“A CONSTITUIÇÃO DO COMUM” EM SÃO PAULO
~ lançamento no sábado, 8/7, 17h, edifício Metrópole ~
https://www.facebook.com/events/207487919767583/
—
—
“A constituição do comum; antagonismo, produção de subjetividade e crise no capitalismo”, Alexandre F. Mendes e Bruno Cava, Rio de Janeiro: Revam, 2017.
Apresentação
Em “Quando novos protagonistas entram em cena”, o autonomista marxista Éder Sader cartografa a cena dos chamados ‘novos movimentos sociais’ na virada da década de 70 para 80. Todo um novo estilo de militância que marcou época no Brasil inclusive como contraponto às velhas esquerdas socialistas e centradas nos partidos políticos. Os esquizoanalistas Felix Guattari e Suely Rolnik, em “Cartografias do desejo” captam esse momento singular da história das lutas, que em tempos de Petrolão não deixam de ganhar um sabor distante e inatual.

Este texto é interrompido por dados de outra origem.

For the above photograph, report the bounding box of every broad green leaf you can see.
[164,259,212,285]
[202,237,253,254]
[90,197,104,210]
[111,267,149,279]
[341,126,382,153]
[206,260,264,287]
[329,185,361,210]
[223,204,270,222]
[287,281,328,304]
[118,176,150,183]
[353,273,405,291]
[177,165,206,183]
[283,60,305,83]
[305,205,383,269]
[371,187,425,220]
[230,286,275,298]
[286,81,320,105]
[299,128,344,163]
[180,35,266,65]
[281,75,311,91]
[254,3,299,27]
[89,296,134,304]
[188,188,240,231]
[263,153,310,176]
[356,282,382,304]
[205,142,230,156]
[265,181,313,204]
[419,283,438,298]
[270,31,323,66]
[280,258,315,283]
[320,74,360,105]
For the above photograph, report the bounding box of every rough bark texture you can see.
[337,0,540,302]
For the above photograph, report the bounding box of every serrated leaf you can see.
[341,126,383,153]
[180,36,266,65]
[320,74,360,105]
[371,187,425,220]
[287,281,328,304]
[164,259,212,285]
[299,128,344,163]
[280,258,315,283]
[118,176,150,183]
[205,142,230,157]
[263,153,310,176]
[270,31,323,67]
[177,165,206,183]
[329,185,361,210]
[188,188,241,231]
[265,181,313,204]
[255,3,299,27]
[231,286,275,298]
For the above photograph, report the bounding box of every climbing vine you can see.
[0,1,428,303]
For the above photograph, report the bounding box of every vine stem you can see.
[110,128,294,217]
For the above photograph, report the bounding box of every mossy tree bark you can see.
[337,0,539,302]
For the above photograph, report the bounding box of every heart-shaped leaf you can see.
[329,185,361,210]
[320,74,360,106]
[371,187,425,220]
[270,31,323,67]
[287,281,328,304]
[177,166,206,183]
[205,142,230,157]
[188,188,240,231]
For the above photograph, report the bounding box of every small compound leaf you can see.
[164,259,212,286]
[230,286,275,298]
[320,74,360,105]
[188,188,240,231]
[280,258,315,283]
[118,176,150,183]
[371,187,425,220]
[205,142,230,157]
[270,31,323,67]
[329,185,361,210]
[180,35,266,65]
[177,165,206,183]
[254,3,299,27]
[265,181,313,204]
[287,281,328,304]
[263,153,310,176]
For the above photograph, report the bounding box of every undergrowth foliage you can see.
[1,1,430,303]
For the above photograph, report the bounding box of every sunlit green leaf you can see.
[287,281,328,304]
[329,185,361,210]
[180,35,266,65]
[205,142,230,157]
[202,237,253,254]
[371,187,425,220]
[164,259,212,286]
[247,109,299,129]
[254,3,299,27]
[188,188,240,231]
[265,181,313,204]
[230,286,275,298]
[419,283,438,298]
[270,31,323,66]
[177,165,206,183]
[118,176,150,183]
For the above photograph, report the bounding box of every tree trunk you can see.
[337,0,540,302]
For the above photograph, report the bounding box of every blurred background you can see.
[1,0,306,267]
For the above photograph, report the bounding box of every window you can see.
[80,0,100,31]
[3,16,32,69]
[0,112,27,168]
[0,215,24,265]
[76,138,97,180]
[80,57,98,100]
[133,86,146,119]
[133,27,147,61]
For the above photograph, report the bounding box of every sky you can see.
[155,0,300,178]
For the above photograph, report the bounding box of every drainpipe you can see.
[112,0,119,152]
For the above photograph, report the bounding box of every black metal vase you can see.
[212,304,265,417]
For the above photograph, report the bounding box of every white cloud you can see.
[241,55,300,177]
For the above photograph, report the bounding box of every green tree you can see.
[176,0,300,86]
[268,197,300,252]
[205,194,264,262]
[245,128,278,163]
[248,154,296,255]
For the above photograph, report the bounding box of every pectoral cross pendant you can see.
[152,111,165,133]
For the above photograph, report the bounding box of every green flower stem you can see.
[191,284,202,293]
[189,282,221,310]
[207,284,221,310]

Depois veio a década de 90 e embora predomine uma visão esquerdocêntrica de terra arrasada, da dita ‘longa noite neoliberal’, aquela foi uma década de transformações ambivalentes na economia política do trabalho, dissolvendo as últimas promessas do mundo industrial-fordista. Mais que virar suco e amalgamar-se na geleia geral do pós-fordismo, a classe trabalhadora se derramou sobre o tecido da metrópole, a fábrica social e usina biopolítica de um novo proletariado. O que nostálgicos do fordismo-keynesianismo chamam de brasilianização do mundo, como precarização e fragmentação, autores mais afiados na análise das subjetividades como André Gorz ou Giuseppe Cocco leem como a reabertura de um horizonte de mobilizações, o que o último chama de devir-Brasil do mundo, o lado potência da diáspora da classe. Tudo isso foi concomitante ao ressurgimento de lutas de novo tipo, ainda outro estilo de ativismo, com o zapatismo, os protestos alterglobalização e os fóruns sociais mundiais.
Os autonomistas operaístas Michael Hardt e Toni Negri escreveram o manifesto de uma geração, em “Império” (2000), prolongando na teoria essa virada não mais protagonizada por movimentos autônomos, no sentido orgânico do termo, mas pelas autonomias em movimento, uma tendência geral de autonomização. No Sul Global, do circuito virtuoso entre governos e autonomias, emergiu um esquema complexo que se desdobrou ao longo da primeira década dos anos 2000. Daí vieram no mundo todo novas transformações polivalentes do mundo do trabalho e dos ritmos da vida, uma produção de subjetividade que conduziu o capitalismo global a ainda outra beira do precipício, o que se traduziu no plano das lutas no ciclo global das acampadas e primaveras.
De 2010 a 2015, foi o curto e intenso ciclo da Praça Tahrir, do 15-M, do movimento Occupy, de Gezi Park, do YoSoy132 no México, da Maidan na Ucrânia, do Guarda-Chuva em Hong Kong, do Nuit Debout na França, entre outros. Este curto ciclo se colocou em interferência com o longo ciclo em que, no Sul, os governos ditos “progressistas” estavam engrenados, produzindo ressonâncias e dissonâncias. A maior delas, sem dúvida, foi no Brasil do levante de 2013, a crista de uma cordilheira de transformações subjetivas que pôs fim virtual a qualquer possibilidade de recomposição institucional por dentro de um progressismo rendido ao bloco de biopoder (seja na versão desenvolvimentista, seja na neoliberal).
Hoje, encerrado tanto o ciclo curto quanto o longo, à custa de repressões, termidores e autofagias, parece que estamos presos ao inferno das conjunturas. De conjuntura em conjuntura, de atual em atual, perdeu-se o campo virtual das transformações inconjunturais, das condições intensivas do sistema, para dizê-lo com Gilles Deleuze. Como transpor à teoria toda essa torrente de fatos, seus encadeamentos que saltam tempos e espaços, e como enxergar o movimento intempestivo dos conceitos, suas tessituras e espectros, como apreender a terrível cor filosófica que ronda no avesso do presente vivido, na insistente cortiça do enunciável? Como recusar a saída pela conjuntura, como pensar a conjuntura do ponto de vista dos inconjunturais? Com que forças do pensamento?
Em vez de sair, enfrentar os dilemas entrando neles, encarar as charadas aguçando as interrogações, fazendo escutar o ronco de uma época que parece cercada por todos os lados. Este livro que nós escrevemos é um esforço teórico e político, intrigado e por vezes assombrado, de lidar com essas questões.